0
votes

I have a Cassandra database used to persist the last hour of a steady stream of messages. TTL on each row is set to 1 hour. Querying DB confirms that old records are gone, but disk utilization keeps going up. It sometimes drops a little (due to compaction, I assume), but overall trend over about a week is growing disk usage, until the disk is full, at which point it stops accepting data.

Killing the process and restarting cleans up a little, but it starts at about 60G disk utilization on about 8-9G of actual data.

Trying to run ./nodetool compact just hangs there.

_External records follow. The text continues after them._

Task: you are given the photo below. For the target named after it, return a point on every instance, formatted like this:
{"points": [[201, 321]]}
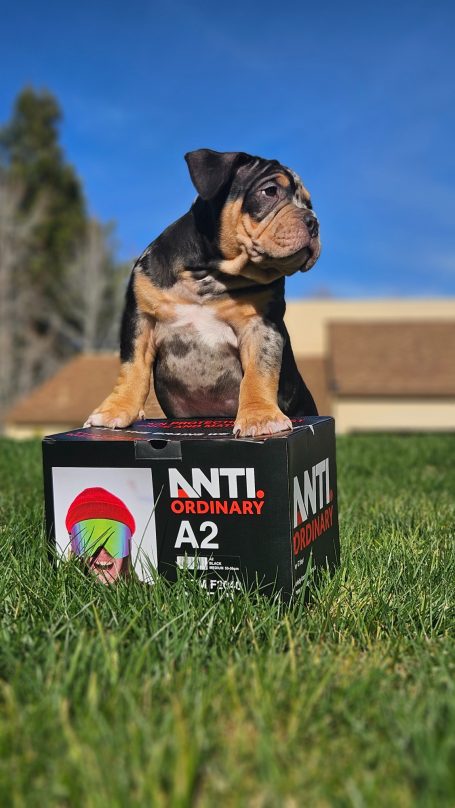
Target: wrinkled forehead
{"points": [[301, 195], [258, 171]]}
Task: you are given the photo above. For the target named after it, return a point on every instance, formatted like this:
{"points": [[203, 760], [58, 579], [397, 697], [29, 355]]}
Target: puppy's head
{"points": [[263, 208]]}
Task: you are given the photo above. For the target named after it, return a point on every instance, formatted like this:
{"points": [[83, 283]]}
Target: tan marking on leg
{"points": [[126, 402], [258, 412]]}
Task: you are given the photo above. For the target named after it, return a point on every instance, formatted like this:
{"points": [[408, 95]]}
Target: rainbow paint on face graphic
{"points": [[100, 528]]}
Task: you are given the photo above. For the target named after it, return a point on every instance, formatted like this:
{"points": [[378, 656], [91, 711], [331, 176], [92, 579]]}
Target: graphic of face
{"points": [[106, 568], [104, 545]]}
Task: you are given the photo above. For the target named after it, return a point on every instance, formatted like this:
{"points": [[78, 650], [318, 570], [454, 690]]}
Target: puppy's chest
{"points": [[194, 324]]}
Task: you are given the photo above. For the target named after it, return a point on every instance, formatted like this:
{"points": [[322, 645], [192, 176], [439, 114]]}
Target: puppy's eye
{"points": [[271, 190]]}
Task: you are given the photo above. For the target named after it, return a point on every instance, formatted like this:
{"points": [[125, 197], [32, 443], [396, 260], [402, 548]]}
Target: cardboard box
{"points": [[186, 493]]}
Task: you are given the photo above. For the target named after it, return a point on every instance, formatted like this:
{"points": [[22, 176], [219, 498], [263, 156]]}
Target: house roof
{"points": [[73, 392], [314, 373], [392, 359]]}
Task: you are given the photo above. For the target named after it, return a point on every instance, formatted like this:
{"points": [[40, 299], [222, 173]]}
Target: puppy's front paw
{"points": [[113, 414], [264, 421]]}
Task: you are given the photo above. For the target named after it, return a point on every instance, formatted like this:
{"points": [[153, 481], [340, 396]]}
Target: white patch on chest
{"points": [[204, 322]]}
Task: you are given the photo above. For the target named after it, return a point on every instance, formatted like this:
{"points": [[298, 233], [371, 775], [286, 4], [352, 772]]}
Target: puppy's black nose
{"points": [[312, 224]]}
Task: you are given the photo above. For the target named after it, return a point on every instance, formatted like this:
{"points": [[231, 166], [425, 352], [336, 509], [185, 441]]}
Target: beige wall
{"points": [[307, 320], [387, 415]]}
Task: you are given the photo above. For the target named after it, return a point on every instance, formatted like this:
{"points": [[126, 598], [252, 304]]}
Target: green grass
{"points": [[135, 695]]}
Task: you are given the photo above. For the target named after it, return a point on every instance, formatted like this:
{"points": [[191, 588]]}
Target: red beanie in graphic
{"points": [[97, 503]]}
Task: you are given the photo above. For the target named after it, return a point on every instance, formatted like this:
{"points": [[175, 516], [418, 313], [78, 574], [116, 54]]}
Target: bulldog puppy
{"points": [[205, 302]]}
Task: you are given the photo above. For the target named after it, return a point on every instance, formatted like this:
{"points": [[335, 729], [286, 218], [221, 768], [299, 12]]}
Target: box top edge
{"points": [[172, 429]]}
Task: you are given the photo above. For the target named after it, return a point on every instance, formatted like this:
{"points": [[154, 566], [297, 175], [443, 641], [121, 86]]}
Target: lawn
{"points": [[152, 696]]}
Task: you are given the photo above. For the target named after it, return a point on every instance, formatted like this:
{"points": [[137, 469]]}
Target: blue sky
{"points": [[359, 98]]}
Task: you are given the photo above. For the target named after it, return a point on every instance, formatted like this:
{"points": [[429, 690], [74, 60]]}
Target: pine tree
{"points": [[32, 155]]}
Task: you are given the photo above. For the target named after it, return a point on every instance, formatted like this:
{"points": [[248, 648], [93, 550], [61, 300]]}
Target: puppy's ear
{"points": [[210, 170]]}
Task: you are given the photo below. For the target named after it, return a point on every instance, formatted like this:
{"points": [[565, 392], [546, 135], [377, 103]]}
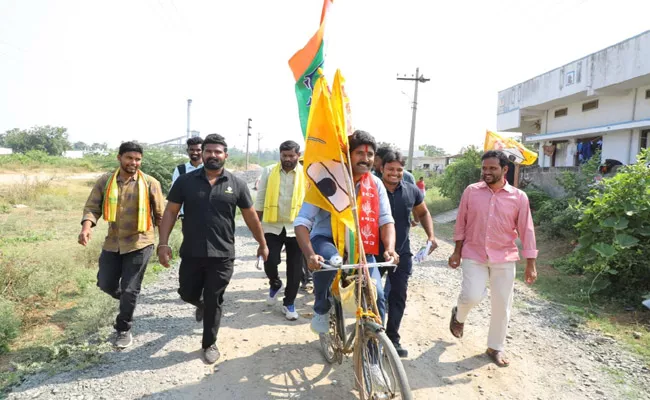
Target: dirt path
{"points": [[16, 177], [266, 357]]}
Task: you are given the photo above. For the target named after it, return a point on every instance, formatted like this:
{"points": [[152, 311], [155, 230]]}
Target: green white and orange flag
{"points": [[305, 66]]}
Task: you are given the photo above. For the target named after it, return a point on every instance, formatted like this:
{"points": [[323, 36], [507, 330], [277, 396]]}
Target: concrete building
{"points": [[601, 101], [437, 163]]}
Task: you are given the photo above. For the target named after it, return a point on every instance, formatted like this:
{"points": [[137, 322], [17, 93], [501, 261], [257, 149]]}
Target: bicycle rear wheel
{"points": [[383, 374], [332, 342]]}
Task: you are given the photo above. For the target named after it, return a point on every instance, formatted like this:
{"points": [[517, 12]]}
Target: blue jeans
{"points": [[324, 247]]}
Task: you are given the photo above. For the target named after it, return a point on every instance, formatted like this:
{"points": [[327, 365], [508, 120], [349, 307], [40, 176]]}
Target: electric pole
{"points": [[418, 78], [259, 139], [248, 135], [189, 103]]}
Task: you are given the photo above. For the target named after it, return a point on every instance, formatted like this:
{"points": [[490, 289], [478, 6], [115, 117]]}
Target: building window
{"points": [[590, 105]]}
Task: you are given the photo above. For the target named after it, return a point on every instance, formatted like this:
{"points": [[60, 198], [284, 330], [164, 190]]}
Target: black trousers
{"points": [[396, 288], [120, 275], [208, 276], [294, 264]]}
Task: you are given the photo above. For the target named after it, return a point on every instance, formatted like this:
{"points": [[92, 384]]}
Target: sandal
{"points": [[499, 357], [455, 327]]}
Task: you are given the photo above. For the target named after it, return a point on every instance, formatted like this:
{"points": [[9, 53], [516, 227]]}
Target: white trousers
{"points": [[502, 280]]}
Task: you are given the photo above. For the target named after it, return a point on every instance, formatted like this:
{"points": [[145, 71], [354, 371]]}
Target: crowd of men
{"points": [[204, 196]]}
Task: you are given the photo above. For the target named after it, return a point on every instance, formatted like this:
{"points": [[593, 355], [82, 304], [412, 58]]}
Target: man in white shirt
{"points": [[196, 162], [279, 198]]}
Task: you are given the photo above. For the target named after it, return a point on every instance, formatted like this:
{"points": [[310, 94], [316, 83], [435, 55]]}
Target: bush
{"points": [[615, 232], [461, 173], [557, 218], [9, 324]]}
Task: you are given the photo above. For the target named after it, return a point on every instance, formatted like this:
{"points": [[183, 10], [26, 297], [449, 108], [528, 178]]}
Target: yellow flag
{"points": [[516, 152], [341, 107], [327, 175]]}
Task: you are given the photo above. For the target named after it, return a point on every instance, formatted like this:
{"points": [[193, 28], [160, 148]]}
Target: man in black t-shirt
{"points": [[209, 197], [405, 198]]}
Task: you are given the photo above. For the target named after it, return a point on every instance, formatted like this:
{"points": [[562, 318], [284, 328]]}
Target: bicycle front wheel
{"points": [[383, 374]]}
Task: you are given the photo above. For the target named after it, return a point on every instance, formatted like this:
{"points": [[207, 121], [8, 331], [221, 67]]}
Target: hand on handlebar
{"points": [[313, 263], [391, 256]]}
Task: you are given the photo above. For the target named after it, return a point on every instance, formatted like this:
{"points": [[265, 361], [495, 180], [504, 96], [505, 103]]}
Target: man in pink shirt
{"points": [[490, 217]]}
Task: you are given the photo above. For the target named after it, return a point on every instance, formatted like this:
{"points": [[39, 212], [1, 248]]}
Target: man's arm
{"points": [[175, 175], [386, 224], [157, 202], [302, 225], [253, 223], [92, 211], [261, 194], [526, 230], [164, 251], [459, 230], [421, 211]]}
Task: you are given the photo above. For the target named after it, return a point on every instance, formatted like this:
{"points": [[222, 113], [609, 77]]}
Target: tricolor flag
{"points": [[305, 66]]}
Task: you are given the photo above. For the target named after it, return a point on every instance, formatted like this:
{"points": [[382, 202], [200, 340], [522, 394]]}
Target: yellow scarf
{"points": [[111, 197], [273, 194]]}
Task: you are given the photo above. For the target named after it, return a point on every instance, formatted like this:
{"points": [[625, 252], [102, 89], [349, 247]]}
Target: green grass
{"points": [[570, 292], [436, 203], [50, 305]]}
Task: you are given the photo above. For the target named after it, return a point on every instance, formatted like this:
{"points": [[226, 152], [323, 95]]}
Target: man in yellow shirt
{"points": [[279, 198]]}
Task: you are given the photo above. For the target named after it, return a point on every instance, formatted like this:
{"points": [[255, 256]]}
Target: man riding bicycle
{"points": [[313, 229]]}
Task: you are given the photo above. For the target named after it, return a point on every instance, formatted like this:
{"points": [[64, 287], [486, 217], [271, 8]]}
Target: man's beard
{"points": [[213, 164], [289, 164], [129, 169]]}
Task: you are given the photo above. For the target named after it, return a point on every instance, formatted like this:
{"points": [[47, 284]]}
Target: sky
{"points": [[124, 69]]}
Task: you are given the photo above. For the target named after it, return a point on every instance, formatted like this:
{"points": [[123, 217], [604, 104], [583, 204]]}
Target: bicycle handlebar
{"points": [[325, 266]]}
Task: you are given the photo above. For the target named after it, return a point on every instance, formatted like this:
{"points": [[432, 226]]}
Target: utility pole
{"points": [[248, 135], [189, 103], [259, 139], [418, 78]]}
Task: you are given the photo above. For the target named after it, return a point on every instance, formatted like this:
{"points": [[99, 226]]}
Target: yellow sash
{"points": [[272, 197]]}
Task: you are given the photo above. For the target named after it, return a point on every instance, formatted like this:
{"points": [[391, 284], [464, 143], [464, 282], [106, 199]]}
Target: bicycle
{"points": [[378, 369]]}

Where is the disk consumption coming from?

1
are you sure nodetool compact "just hangs"? it can take a long time to run. you should see progress by running nodetool compactionstats in a different console and compaction log messages in cassandra's system log. when it is finished, you will probably see a big drop in used disk space - Gryphius
How often do you run a repair? - Dirk Lachowski
@Gryphius I'll give it a shot, but I've left it sitting there for about half an hour and it has not come back. - Lirm

1 Answers

2
votes

TTL doesn't mean that your data vanishes from the disk. What it actually does it creates a tombstone which indicates that the record was deleted. This tombstone has to stick around incase another node did not receive the order to delete or suffered a network partition. Tombstones will not be removed until GC_GRACE seconds has expired which is by default 10 days. This means your data is going to stick around until that expiration occurs. This delay occurs so that you will have time to perform a repair prior to the tombstones finally being removed keeping dead data from being resurrected from a replica.

http://wiki.apache.org/cassandra/DistributedDeletes